After her V.I.D. ally Koch was elected mayor — “she could pick her job at that point,” Mark noted — she worked for the city administration, overseeing contracts above $50,000 for the Department of General Services, to ensure that women and minorities were not being left out of the agency’s work force.
She married an electrical engineer from Virginia who she met in Brooklyn, who worked on the space shuttle and the first computer, according to Mark. They divorced in 1960, and he died two years ago.
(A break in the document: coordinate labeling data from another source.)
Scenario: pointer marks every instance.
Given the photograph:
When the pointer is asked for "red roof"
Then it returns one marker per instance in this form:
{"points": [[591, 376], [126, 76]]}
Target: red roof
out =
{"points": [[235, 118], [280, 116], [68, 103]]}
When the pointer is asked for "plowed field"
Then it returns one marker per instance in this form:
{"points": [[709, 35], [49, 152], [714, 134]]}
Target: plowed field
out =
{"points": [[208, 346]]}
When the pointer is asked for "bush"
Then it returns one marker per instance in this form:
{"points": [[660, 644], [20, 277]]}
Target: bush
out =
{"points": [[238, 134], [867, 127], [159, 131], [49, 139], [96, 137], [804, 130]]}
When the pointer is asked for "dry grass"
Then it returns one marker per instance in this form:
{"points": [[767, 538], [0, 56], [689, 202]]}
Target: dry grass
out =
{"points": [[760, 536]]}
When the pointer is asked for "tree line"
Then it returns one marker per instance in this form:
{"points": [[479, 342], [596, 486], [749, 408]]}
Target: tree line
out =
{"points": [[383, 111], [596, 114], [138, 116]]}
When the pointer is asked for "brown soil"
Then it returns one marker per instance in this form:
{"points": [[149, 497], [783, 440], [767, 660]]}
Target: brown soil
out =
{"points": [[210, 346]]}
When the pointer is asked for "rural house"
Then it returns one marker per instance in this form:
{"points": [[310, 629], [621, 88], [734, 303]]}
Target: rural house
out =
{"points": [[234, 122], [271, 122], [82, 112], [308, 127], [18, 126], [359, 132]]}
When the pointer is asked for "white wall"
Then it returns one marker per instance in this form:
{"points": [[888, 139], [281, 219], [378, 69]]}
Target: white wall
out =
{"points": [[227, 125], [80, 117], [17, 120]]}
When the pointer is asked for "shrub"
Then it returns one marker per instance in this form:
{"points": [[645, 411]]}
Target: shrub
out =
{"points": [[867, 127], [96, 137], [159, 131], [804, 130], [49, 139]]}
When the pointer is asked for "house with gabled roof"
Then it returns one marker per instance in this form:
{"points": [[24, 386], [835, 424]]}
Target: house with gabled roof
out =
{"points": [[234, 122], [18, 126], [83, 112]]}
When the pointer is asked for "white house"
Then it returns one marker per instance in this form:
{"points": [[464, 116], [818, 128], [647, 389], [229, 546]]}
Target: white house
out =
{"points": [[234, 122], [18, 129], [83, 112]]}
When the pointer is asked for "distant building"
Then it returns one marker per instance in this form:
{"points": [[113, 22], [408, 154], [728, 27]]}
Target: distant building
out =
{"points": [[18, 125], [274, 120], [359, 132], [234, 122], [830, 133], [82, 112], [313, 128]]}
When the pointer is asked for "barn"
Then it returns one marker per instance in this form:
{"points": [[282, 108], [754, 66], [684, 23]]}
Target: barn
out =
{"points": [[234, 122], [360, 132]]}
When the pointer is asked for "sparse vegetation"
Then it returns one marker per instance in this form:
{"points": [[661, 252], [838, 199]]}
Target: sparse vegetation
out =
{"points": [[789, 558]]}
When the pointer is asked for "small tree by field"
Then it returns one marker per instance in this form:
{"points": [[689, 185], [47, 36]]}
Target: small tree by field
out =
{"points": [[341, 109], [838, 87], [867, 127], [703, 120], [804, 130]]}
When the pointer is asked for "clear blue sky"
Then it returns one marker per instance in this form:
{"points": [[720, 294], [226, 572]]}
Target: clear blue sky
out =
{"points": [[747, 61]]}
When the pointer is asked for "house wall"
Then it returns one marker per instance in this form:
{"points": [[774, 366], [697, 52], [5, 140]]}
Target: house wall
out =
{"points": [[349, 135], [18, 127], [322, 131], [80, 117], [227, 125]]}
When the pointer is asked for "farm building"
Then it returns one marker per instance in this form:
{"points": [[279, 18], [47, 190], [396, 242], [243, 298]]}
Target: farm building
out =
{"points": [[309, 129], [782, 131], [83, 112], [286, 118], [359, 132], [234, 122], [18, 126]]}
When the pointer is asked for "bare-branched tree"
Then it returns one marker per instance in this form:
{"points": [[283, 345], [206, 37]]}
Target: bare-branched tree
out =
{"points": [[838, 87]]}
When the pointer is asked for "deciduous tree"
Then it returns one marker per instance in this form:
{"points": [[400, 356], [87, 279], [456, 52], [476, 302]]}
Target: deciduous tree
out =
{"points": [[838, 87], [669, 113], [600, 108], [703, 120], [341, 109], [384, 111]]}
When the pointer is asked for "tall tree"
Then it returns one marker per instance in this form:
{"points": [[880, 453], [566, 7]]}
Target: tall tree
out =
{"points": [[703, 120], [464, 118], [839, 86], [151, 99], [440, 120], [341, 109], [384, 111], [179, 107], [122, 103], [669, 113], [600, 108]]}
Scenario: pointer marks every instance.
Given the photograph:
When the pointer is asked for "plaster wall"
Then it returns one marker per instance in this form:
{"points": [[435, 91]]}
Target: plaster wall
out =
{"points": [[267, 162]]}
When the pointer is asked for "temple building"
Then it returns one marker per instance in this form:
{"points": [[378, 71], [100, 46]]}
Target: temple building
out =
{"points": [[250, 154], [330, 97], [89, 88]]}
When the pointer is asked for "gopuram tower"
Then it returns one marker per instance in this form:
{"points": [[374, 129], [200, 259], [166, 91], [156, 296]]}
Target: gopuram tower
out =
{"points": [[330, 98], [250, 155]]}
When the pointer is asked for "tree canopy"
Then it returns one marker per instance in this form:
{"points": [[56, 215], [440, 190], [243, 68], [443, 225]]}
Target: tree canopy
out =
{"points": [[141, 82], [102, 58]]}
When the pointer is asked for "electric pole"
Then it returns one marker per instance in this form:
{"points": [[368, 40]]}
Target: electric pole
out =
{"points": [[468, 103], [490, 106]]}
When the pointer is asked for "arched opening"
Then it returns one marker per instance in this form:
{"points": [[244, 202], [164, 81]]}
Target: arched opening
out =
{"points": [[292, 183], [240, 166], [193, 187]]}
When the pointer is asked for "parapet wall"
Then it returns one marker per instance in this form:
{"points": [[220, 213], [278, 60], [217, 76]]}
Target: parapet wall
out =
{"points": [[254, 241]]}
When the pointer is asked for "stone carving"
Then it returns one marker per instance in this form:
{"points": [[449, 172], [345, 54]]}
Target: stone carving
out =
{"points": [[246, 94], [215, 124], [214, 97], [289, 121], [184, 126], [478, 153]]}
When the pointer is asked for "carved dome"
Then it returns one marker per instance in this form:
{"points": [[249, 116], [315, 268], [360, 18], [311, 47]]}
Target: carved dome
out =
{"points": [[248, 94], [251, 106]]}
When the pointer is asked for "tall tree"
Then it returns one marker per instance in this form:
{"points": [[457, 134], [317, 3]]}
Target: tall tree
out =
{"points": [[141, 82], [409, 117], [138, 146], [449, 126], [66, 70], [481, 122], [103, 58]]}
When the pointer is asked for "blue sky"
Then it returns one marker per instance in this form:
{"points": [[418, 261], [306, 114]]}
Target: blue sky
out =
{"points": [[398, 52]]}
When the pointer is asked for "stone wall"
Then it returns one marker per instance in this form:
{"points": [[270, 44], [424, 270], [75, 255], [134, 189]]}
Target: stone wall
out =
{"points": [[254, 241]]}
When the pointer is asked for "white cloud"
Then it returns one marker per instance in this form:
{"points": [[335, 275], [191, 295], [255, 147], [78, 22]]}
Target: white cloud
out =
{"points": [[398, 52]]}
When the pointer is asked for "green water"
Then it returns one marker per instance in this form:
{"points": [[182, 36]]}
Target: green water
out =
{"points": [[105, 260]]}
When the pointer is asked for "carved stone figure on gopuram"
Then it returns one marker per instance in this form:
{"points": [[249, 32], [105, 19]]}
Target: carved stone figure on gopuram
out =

In addition to Mark, she is survived by another son, Anthony.
Perazzo Funeral Home, 199 Bleecker St., was in charge of arrangements.
In 2007, Ed Gold, writing for The Villager about V.I.D. and its historic upset of powerful District Leader Carmine De Sapio (“The club that toppled Tammany turns 50”), recalled, “Very few Italians joined V.I.D. But one, Helen Iannello, was conspicuous before John LoCicero, who became Koch’s top political aide in City Hall, came aboard in the mid-’60s. Iannello, who was very outspoken, ran for Executive Committee in 1963 and contended that, ‘It’s very hard to get elected to the Executive Committee if your last name ends in a vowel.’ A man jumped up in the rear of the room and shouted: ‘I haven’t had any trouble.’
“ ‘What your name?’ Iannello asked.
“‘Shapiro,’ he shot back. It eased the tension. She got elected, and later would be president of the club.”